Poderia se dizer que o tema abordado visando a sistematização da aplicação do Princípio da Proporcionalidade no Direito Penal é intencionalmente novo, haja vista que para conseguir evoluir é necessário ter audácia intelectual, o verdadeiro cientista deve criar e não apenas repetir. Nesse sentido veja a afirmação de Popper: “Eu sou partidário da audácia intelectual. Nós não podemos ser intelectualmente covardes e ao mesmo tempo buscar a verdade. Aquele que busca a verdade deve ousar ser sábio – ele deve ousar ser um revolucionário no campo do pensamento” (POPPER, 2004, p. 91).

O objetivo geral perseguido no trabalho é sistematizar a aplicação do Princípio da Proporcionalidade no Direito Penal com o intuito de construir um Direito Penal Constitucional, notadamente no contexto dos denominados crimes sem vítimas como: porte de drogas para uso próprio art. 28 da Lei 11.343/2006 e o crime de manter casa de prostituição (art. 229 do Código Penal). Ademais, discutirá os crimes nos quais a criminalização se revela suscetível de produzir mais vítimas, como o aborto.

Assim, perpassará pelos objetivos específicos de definir os contornos do referido princípio e correlacionar cada dimensão do princípio da proporcionalidade aos institutos jurídicos penais.

O trabalho utilizará da metodologia jurídico-teórica e raciocínio hipotético-dedutivo com técnicas de pesquisa bibliográfica, às leis, decretos, doutrina e jurisprudência sobre a temática.  Assim, será abordada a posição de diversos juristas nacionais e estrangeiros, tais como Jorge Figueiredo Dias, Cezar Roberto Bitencourt, Rogério Greco, Robert Alexy, Luís Roberto Barroso, de modo construir uma sistematização fundamentada do Princípio da Proporcionalidade em âmbito penal.

Desse modo, iniciará abordando a definição do princípio da proporcionalidade e suas dimensões da necessidade, adequação e proporcionalidade em sentido estrito.

 No segundo tópico discorrerá o problema da aplicação e sistematização da aplicação do Princípio da Proporcionalidade no Direito Penal e quais os contornos da aplicação do referido princípio.

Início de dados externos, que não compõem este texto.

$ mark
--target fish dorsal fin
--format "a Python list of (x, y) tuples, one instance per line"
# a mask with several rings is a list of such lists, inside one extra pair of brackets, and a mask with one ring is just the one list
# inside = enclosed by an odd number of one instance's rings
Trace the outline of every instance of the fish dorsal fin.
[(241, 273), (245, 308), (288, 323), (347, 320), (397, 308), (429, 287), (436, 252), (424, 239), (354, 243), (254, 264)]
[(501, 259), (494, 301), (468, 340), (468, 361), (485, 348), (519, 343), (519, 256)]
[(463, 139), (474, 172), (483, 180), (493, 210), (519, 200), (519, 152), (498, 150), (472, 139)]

Ademais, o referido tópico abordará ainda as duas facetas do Princípio da Proporcionalidade: a proibição do excesso e a vedação à proteção deficiente.

Nos capítulos seguintes discorrerá sobre a dimensão da necessidade na tipicidade penal, a dimensão da adequação e as teorias do fim da pena e, por fim, a dimensão da proporcionalidade em sentido estrito, de modo a construir um Direito Penal de viés Constitucional.

Ao final buscará conferir cientificidade à sistematização da aplicação do Princípio da Proporcionalidade elaborando uma tese que fixe os parâmetros constitucionais de aplicação do Princípio da Proporcionalidade em matéria penal de modo a controlar a seletividade do sistema penal. 


2 O PRINCÍPIO DA PROPORCIONALIDADE

A construção e sistematização do Princípio da Proporcionalidade teve como um dos principais percussores o jurista alemão Robert Alexy através das suas obras Direito e Razão Prática e Teoria dos Direitos Fundamentais.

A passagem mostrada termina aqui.